We asked people to evaluate our agents in online real-time interactions. Humans gave instructions or questions for 5 min and judged the agents’ success. By using RL our agents obtain a higher success rate compared to imitation-learning alone, achieving 92%the performance of humans in similar conditions.
Finally, recent experiments show we can iterate the RL process to repeatedly improve agent behaviour. Once an agent is trained via RL, we asked people to interact with this new agent, annotate its behaviour, update our reward model, and then perform another iteration of RL. The result of this approach was increasingly competent agents. For some types of complex instructions, we could even create agents that outperformed human players on average.
We iterated the human feedback and RL cycle on the problem of building towers. The imitation agent performs significantly worse than humans. Successive rounds of feedback and RL solve the tower-building problem more often than humans.

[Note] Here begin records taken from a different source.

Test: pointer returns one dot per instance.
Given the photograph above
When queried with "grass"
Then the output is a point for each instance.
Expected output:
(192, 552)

The future of training AI for situated human preferences
The idea of training AI using human preferences as a reward has been around for a long time. In Deep reinforcement learning from human preferences, researchers pioneered recent approaches to aligning neural network based agents with human preferences. Recent work to develop turn-based dialogue agents explored similar ideas for training assistants with RL from human feedback. Our research has adapted and expanded these ideas to build flexible AIs that can master a broad scope of multi-modal, embodied, real-time interactions with people.
We hope our framework may someday lead to the creation of game AIs that are capable of responding to our naturally expressed meanings, rather than relying on hand-scripted behavioural plans. Our framework could also be useful for building digital and robotic assistants for people to interact with every day. We look forward to exploring the possibility of applying elements of this framework to create safe AI that’s truly helpful.